Reputation: 6623

Low DRAM utilization with shared memory

I am implementing a simple geometric brownian motion on GPU. My code works well, i.e. gives the correct value. My concern is with respect to the speed up that I'm getting I was expecting a bit more. So far I have 2 implementations one accessing only global memory, gives about 3x speed up and the second is using shared memory, which is giving about 2.3x speed up.

My question came after profiling the application with Nvidia Visual Profiler.
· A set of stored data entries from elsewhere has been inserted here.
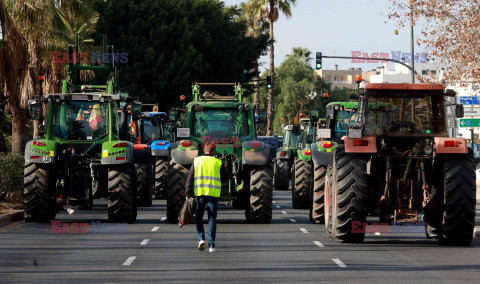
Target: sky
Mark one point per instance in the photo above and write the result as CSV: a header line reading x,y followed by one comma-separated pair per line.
x,y
338,27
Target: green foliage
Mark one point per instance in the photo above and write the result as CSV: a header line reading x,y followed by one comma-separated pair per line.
x,y
171,44
11,172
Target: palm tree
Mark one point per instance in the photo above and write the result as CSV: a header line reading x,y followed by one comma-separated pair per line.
x,y
269,11
256,26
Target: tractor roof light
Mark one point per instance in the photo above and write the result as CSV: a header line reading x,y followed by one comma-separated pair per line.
x,y
185,143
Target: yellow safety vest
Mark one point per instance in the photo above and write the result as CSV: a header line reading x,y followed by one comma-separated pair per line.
x,y
207,176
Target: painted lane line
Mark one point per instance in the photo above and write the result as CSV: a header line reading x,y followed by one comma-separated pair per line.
x,y
129,261
339,262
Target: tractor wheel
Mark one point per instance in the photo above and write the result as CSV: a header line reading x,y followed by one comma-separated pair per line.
x,y
350,202
161,178
459,200
317,210
282,174
39,193
328,200
121,194
176,191
302,181
144,185
261,195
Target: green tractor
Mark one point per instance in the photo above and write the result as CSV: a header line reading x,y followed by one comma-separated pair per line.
x,y
302,172
230,123
339,115
285,156
80,156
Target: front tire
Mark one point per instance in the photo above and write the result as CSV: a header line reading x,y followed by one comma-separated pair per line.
x,y
317,210
144,185
459,200
176,191
39,193
350,195
121,194
261,195
302,183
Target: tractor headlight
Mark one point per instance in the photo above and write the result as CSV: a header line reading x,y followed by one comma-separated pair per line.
x,y
428,150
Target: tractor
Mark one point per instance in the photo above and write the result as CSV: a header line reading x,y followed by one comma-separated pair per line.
x,y
329,134
80,156
229,122
302,170
158,133
398,162
285,156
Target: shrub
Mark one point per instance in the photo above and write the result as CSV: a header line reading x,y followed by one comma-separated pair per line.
x,y
11,173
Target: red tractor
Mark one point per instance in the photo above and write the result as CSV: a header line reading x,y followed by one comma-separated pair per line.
x,y
398,162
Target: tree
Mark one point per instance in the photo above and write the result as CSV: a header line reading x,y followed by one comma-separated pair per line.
x,y
171,44
269,10
451,34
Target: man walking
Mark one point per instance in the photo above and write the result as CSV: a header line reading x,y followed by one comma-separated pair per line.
x,y
204,182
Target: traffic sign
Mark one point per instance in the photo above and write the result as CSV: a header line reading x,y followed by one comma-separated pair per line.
x,y
469,101
470,122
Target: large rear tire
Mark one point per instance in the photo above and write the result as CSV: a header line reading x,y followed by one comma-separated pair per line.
x,y
144,185
177,178
122,205
261,195
39,193
282,174
302,184
317,211
161,178
459,200
350,195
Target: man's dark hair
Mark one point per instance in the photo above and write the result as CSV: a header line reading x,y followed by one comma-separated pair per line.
x,y
209,147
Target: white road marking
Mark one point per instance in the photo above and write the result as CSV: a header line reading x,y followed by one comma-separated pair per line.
x,y
129,261
339,262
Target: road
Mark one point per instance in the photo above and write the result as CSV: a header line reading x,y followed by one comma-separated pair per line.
x,y
291,249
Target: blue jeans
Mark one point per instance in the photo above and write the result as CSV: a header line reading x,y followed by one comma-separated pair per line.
x,y
211,203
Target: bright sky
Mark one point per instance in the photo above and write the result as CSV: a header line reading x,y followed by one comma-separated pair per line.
x,y
338,27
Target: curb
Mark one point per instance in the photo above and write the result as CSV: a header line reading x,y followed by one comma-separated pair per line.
x,y
9,218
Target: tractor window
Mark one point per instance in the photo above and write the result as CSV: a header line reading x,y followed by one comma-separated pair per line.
x,y
220,125
416,114
80,120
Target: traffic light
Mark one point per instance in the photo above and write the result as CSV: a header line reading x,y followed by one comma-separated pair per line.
x,y
269,82
319,61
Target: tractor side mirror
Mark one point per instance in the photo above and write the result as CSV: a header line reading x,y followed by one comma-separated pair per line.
x,y
314,116
262,119
33,106
459,111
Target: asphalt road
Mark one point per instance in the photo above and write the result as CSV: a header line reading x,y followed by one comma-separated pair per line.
x,y
291,249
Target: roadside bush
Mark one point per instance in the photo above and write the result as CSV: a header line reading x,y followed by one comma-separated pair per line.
x,y
11,173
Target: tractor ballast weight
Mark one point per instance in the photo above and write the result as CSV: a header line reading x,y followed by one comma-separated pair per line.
x,y
80,156
230,123
406,168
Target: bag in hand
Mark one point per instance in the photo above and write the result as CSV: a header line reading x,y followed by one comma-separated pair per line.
x,y
186,215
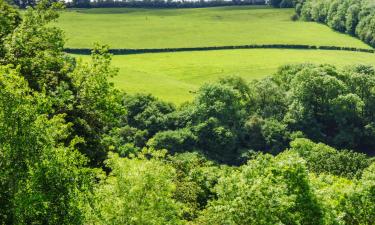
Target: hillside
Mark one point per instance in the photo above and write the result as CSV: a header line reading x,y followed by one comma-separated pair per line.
x,y
176,28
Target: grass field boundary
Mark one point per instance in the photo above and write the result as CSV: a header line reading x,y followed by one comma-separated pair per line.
x,y
124,51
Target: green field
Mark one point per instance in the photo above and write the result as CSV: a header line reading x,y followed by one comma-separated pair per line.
x,y
175,76
171,28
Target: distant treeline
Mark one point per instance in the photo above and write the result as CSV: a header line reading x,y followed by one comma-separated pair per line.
x,y
159,3
354,17
144,4
124,51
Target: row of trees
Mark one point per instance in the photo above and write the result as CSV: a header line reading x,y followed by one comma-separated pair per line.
x,y
146,3
75,150
355,17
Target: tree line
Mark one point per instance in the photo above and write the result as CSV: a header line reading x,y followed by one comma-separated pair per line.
x,y
354,17
293,148
146,3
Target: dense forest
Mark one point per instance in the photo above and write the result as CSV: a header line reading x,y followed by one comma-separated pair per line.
x,y
354,17
294,148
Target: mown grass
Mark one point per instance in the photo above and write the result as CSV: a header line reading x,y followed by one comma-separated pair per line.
x,y
174,28
176,76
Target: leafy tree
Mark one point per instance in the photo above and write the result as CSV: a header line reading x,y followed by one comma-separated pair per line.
x,y
42,180
265,191
137,191
321,158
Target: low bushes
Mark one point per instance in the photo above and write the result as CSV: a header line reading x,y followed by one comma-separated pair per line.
x,y
124,51
354,17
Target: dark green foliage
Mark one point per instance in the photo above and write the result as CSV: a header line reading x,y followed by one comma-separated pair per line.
x,y
355,17
321,158
60,118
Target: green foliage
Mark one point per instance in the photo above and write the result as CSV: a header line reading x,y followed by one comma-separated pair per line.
x,y
355,17
265,191
137,191
9,19
196,179
42,180
321,158
175,141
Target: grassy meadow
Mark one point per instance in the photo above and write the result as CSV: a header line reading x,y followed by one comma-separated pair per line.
x,y
173,28
176,76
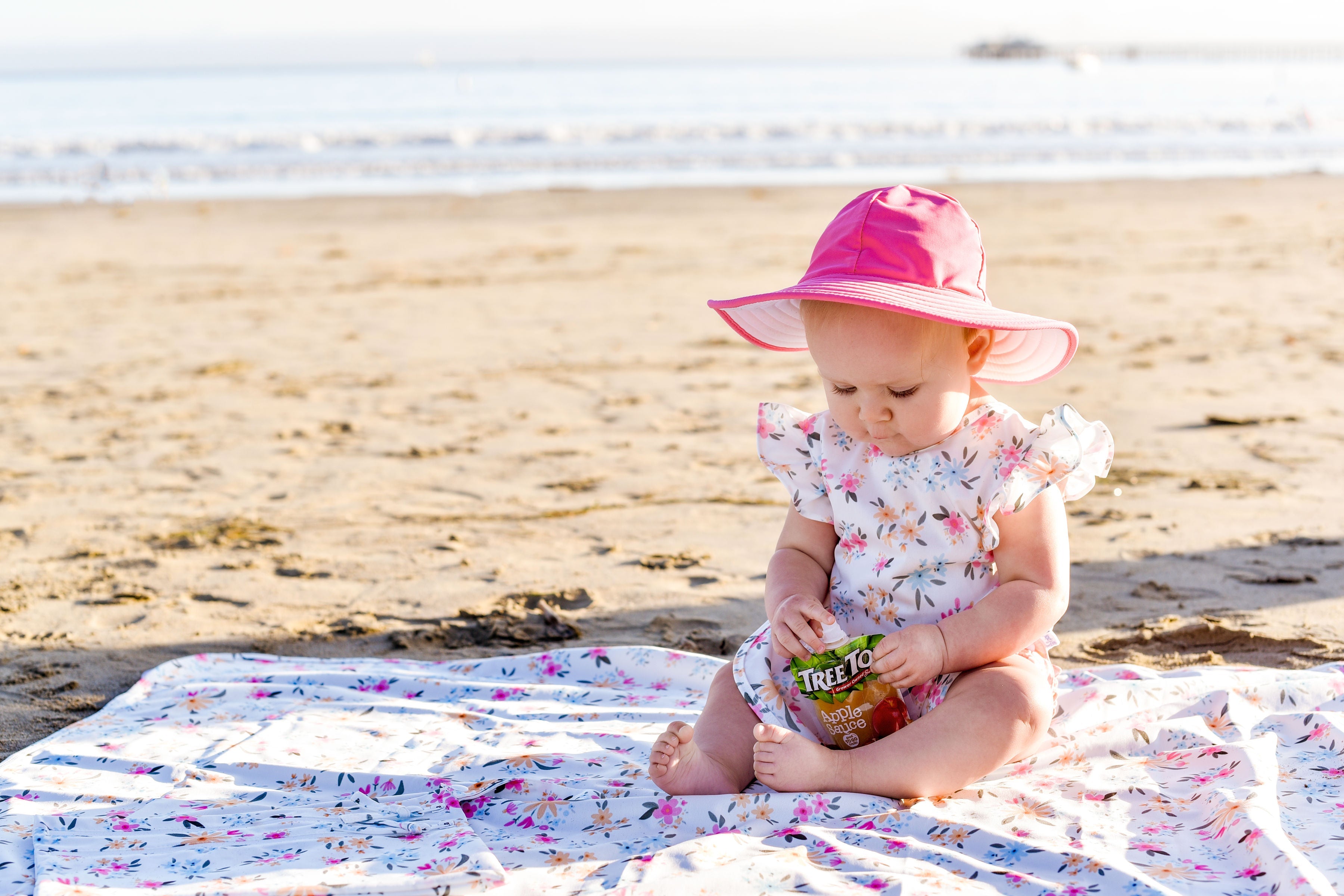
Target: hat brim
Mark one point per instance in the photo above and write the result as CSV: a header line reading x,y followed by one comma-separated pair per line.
x,y
1027,348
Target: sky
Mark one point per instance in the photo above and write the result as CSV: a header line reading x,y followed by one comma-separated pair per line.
x,y
171,33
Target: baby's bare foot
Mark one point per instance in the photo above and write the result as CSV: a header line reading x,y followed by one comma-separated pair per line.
x,y
679,768
788,762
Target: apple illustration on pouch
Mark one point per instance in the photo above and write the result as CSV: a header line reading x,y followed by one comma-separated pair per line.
x,y
889,716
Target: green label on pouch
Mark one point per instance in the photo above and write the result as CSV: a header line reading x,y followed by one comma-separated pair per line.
x,y
834,675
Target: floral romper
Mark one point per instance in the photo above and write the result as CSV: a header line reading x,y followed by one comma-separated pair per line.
x,y
916,532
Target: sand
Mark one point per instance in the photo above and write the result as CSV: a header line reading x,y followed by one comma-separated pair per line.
x,y
358,426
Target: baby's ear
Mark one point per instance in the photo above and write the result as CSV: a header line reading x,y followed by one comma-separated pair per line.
x,y
980,343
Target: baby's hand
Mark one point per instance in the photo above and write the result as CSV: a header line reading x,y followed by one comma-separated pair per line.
x,y
912,656
793,631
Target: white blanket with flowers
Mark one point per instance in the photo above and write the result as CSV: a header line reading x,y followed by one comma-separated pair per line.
x,y
271,775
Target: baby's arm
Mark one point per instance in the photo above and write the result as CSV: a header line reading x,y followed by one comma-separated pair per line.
x,y
1033,594
796,585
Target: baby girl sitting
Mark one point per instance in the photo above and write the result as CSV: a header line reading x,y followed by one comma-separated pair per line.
x,y
923,510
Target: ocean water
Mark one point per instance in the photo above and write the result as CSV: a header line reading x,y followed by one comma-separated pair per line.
x,y
498,128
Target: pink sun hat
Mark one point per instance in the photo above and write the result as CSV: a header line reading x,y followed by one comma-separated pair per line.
x,y
916,252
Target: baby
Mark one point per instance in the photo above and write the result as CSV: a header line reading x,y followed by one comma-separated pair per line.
x,y
924,510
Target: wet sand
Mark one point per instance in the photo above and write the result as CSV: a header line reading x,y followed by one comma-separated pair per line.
x,y
358,426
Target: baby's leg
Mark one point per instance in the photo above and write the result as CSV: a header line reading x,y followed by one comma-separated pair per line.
x,y
991,715
716,755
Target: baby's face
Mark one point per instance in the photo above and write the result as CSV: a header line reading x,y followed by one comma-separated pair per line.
x,y
893,381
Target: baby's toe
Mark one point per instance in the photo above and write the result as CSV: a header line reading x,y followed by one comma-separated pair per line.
x,y
771,734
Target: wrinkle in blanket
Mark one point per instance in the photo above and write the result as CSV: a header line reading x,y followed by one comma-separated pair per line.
x,y
268,775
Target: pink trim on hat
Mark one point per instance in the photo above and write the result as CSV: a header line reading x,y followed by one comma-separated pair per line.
x,y
928,262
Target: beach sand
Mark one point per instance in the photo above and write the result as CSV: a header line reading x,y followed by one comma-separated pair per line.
x,y
353,426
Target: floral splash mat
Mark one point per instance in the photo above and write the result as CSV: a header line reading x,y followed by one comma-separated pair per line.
x,y
272,775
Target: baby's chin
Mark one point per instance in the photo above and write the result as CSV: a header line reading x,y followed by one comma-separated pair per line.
x,y
897,447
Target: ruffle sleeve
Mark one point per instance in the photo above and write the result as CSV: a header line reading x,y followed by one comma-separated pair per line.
x,y
790,444
1065,451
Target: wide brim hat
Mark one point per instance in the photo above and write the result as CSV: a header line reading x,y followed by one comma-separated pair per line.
x,y
914,252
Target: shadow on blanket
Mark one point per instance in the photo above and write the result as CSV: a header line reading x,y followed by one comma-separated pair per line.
x,y
259,774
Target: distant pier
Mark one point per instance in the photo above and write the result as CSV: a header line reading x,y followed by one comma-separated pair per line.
x,y
1026,49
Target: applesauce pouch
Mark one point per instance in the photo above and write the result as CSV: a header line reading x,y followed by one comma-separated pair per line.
x,y
854,707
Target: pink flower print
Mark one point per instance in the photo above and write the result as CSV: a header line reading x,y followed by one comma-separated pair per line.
x,y
1316,734
986,425
1252,871
808,806
850,484
953,525
667,811
853,545
765,429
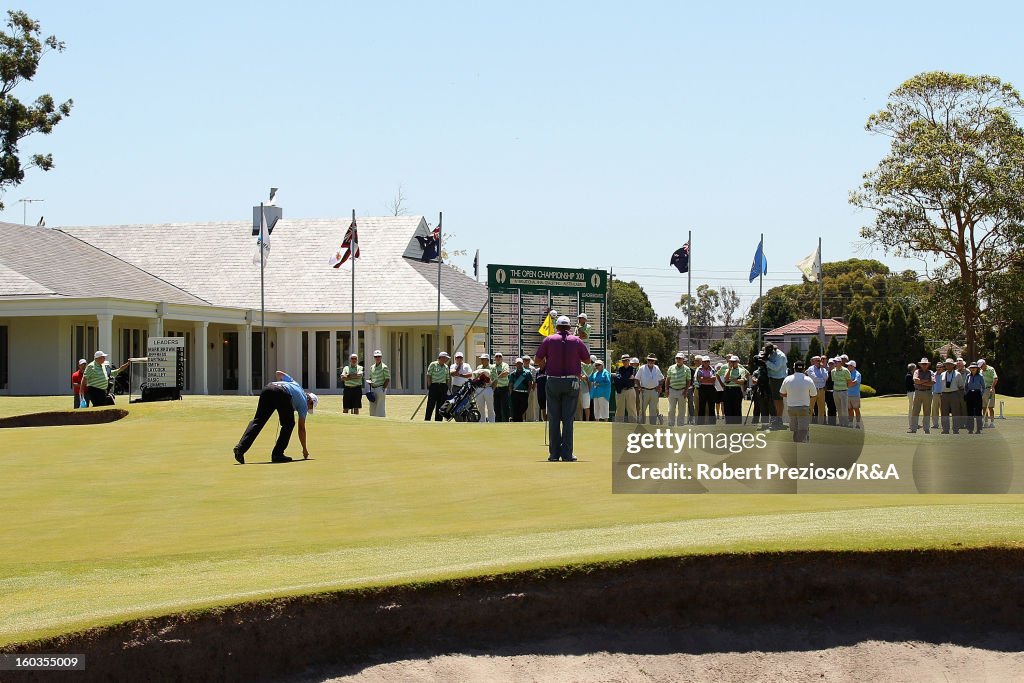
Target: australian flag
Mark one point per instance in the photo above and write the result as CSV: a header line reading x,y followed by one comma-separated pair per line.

According to it I have Load/Store efficiency of 100% but a very low DRAM utilization (about 10%) and almost 50% Global Memory replay because non-coalesced accesses.

Once I saw that I tried to use shared memory to avoid global memory accesses all the time but my surprise was that the DRAM got lower (4.5%) and the Global memory replay to 46.3%

I noticed that the occupancy in my kernel launch is low because I'm almost using all the available shared memory per block but I don't know if this could explain the worse performance of the second approach.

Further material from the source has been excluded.